History of Recessions in Canada
Recessions do not occur very often because expansion usually occurs in the economy. Canada has experienced a total of five recessions since 1970 and twelve since 1929. Recessions usually last between three to nine months; the 2008–09 recession, lasted seven months. All recessions in Canada since 1970 occurred at the same time as the economy of the United States experienced a recession, showing that the two economies are highly synchronized (see Canada-US Economic Relations). However, the extent of a recession in Canada is determined by many factors, depending on which parts of the economy are in decline. For example, the Canadian economy is very sensitive to activity in natural resources such as oil and gas, mining, and lumber.
2008–09 Global Financial Crisis and Recession
In 2008–09, the Canadian economy entered a recession primarily because of problems in the housing market in the United States. A boom in buying houses, fuelled by cheap financing and financial deregulation in that country, collapsed when interest rates started to rise, causing several large financial institutions in the US to fail. These business failures in turn caused a lack of confidence in the overall global financial sector, and this had an impact on the economies of Canada and other countries around the world. Consumer spending and business investment in Canada declined sharply, and it took some time before government could restore stability and confidence in the markets by reducing interest rates and increasing the supply of money.

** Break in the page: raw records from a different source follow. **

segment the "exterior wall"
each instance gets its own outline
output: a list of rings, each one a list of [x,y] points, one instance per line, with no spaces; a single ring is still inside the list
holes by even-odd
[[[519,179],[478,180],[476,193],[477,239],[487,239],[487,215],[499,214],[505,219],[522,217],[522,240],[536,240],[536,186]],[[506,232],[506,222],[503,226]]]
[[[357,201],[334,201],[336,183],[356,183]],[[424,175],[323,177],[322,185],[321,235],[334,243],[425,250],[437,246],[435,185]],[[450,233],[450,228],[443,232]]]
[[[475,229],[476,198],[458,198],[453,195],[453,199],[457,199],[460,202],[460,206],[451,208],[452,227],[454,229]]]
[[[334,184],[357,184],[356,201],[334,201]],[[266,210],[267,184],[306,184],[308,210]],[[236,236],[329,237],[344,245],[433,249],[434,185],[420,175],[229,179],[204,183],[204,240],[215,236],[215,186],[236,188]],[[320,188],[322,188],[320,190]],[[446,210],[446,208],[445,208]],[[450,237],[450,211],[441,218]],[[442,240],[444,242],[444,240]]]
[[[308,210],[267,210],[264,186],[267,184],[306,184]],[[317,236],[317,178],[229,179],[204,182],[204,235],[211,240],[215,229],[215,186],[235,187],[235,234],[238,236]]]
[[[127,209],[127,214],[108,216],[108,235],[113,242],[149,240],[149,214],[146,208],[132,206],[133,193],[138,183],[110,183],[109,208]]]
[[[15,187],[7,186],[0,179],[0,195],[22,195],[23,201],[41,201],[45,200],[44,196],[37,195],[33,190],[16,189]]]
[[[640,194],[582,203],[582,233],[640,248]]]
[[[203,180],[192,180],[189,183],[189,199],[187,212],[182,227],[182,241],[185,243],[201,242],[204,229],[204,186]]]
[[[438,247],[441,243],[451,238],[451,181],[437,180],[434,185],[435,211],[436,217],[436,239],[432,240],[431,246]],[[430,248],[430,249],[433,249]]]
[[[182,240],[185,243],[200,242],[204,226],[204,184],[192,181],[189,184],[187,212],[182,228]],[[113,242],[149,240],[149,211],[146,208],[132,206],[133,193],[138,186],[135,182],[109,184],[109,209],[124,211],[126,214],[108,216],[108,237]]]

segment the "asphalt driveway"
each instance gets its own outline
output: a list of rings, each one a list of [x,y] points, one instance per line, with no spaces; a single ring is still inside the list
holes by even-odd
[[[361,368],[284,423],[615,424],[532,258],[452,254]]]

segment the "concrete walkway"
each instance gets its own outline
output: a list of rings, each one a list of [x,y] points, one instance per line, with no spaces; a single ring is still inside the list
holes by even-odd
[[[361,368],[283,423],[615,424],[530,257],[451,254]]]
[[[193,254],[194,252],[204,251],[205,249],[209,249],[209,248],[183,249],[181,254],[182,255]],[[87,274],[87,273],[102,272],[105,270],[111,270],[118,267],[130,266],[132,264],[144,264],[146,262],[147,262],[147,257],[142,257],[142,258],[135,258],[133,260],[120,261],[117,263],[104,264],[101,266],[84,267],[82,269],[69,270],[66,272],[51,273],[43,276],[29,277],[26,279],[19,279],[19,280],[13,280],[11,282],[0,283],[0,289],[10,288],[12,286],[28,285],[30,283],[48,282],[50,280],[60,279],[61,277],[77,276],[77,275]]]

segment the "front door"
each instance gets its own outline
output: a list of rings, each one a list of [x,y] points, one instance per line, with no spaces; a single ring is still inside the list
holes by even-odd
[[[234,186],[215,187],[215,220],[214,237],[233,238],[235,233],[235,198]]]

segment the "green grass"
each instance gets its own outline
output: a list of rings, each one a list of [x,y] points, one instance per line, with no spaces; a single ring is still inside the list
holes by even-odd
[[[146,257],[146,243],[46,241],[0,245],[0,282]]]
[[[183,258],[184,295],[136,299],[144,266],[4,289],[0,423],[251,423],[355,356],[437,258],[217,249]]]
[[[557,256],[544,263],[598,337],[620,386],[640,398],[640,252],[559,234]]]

During this recession, GDP declined by 3.3 per cent over three quarters (nine months) because of a sharp decline of 16 per cent in exports. Investment by business in new buildings and machinery subsequently fell by 22 per cent. Increases in government spending, consumer spending, and easier monetary policy (lower interest rates and increased money supply) provided the support necessary for recovery. (See Recession of 2008–09 in Canada.)
COVID-19 Recession
During the COVID-19 pandemic, federal, provincial and local governments implemented public health measures to limit the spread of the virus. Measures, such as social distancing and restrictions on non-essential businesses impacted employment and economic activity (see Unemployment in Canada). On 1 May 2020, the C.D. Howe Institute’s Business Cycle Council announced that Canada entered a recession in the first quarter of 2020. The recession’s trough occurred in April of that year, but as of May 2020, the Canadian economy began recovering. According to an August 2021 report released by the Business Cycle Council, the COVID-19 recession is “the shortest and deepest recession since the Great Depression that began in 1929.” (See also Great Depression in Canada.)
Canadian Recessions Since 1929
Monthly Peak |
Monthly Trough |
February 2020 |
April 2020 |
October 2008 |
May 2009 |
March 1990 |
May 1992 |
June 1981 |
October 1982 |
October 1974 |
March 1975 |
March 1960 |
March 1961 |
March 1957 |
January 1958 |
July 1953 |
July 1954 |
April 1951 |
December 1951 |
August 1947 |
March 1948 |
November 1937 |
June 1938 |
April 1929 |
February 1933 |
Source: C.D. Howe Institute Business Cycle Council.
Recession vs. Depression
A recession usually lasts for less than one year. The risk of a recession is that it can last for a longer time and the economic decline can be very great, in which case it can be called a depression. Though there are no hard and fast rules that define what constitutes a depression, it can be characterized as a long period of time with mass unemployment, falling prices, low incomes, and a persistent lack of confidence in the future of the economy. The Great Depression, which lasted from 1929 to 1939, was the worst economic downturn in history.
The C.D. Howe Institute’s Business Cycle Council created a classification system for recessions, grouping them together by category. According to the council: “Category 1 recessions have only a short, mild drop in GDP and no decline in quarterly employment. At the other extreme, Category 5 recessions involve extremely rapid contractions of the economy over an extended period of time.”